# Audiobooks business case

### Problem

Data from an audio book app has been collected,from public sources. Logically, it relates to the audio versions of books ONLY.

Each customer in the database has made a purchase at least once, that's why he/she is in the database. Idea is to create a machine learning algorithm based on the available data that can predict if a customer will buy again from the Audiobook company.

The main idea is that if a customer has a low probability of coming back, there is no reason to spend any money on advertising to him/her. If efforts are focused SOLELY on customers that are likely to convert again, great savings can be made. Moreover, the objective is to identify the most important metrics for a customer to come back again. Identifying new customers creates value and growth opportunities.

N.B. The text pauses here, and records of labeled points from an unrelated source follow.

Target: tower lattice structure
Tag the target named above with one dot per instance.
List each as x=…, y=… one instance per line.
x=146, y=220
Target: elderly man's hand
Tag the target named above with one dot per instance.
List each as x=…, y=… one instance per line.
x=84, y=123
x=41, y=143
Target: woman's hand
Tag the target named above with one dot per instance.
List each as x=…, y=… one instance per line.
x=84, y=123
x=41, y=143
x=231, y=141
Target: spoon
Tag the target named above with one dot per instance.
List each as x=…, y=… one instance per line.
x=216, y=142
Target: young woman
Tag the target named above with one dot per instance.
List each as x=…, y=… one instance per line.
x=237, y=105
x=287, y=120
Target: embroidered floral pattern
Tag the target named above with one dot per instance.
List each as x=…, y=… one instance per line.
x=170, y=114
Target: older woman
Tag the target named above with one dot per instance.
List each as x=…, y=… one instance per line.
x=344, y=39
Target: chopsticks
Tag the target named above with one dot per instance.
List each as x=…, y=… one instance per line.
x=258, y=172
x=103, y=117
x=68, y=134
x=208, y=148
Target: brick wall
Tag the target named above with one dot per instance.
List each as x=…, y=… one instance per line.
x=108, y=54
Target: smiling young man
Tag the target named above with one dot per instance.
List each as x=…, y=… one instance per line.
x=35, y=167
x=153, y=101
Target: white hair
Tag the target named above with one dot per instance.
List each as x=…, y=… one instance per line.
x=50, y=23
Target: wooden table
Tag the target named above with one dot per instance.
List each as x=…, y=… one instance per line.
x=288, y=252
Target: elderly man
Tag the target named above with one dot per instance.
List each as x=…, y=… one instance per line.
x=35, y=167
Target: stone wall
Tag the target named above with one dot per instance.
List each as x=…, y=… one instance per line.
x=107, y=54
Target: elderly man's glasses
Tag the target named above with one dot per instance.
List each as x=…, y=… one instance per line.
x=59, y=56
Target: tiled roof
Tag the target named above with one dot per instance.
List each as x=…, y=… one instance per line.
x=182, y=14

From .csv file, data can be summarised. There are several variables:

Customer ID, ),
Book length overall (sum of the minute length of all purchases), 
Book length avg (average length in minutes of all purchases),
Price paid_overall (sum of all purchases) ,
Price Paid avg (average of all purchases),
Review (a Boolean variable whether the customer left a review),
Review out of 10 (if the customer left a review, his/her review out of 10,
Total minutes listened,
Completion (from 0 to 1),
Support requests (number of support requests; everything from forgotten password to assistance for using the App), and Last visited minus purchase date (in days).

These are the inputs (excluding customer ID, as it is completely arbitrary. It's more like a name, than a number).

The targets are a Boolean variable (0 or 1). Data is available for a period of 2 years based on which predictions will be done. 

So,aim is to find if: based on the last 2 years of activity and engagement, a customer will convert in the next 6 months. If they don't convert after 6 months, chances are they've gone to a competitor or didn't like the Audiobook way of digesting information. 

The task is : create a machine learning algorithm, which is able to predict if a customer will buy again. 

This is a classification problem with two classes: won't buy and will buy, represented by 0s and 1s. 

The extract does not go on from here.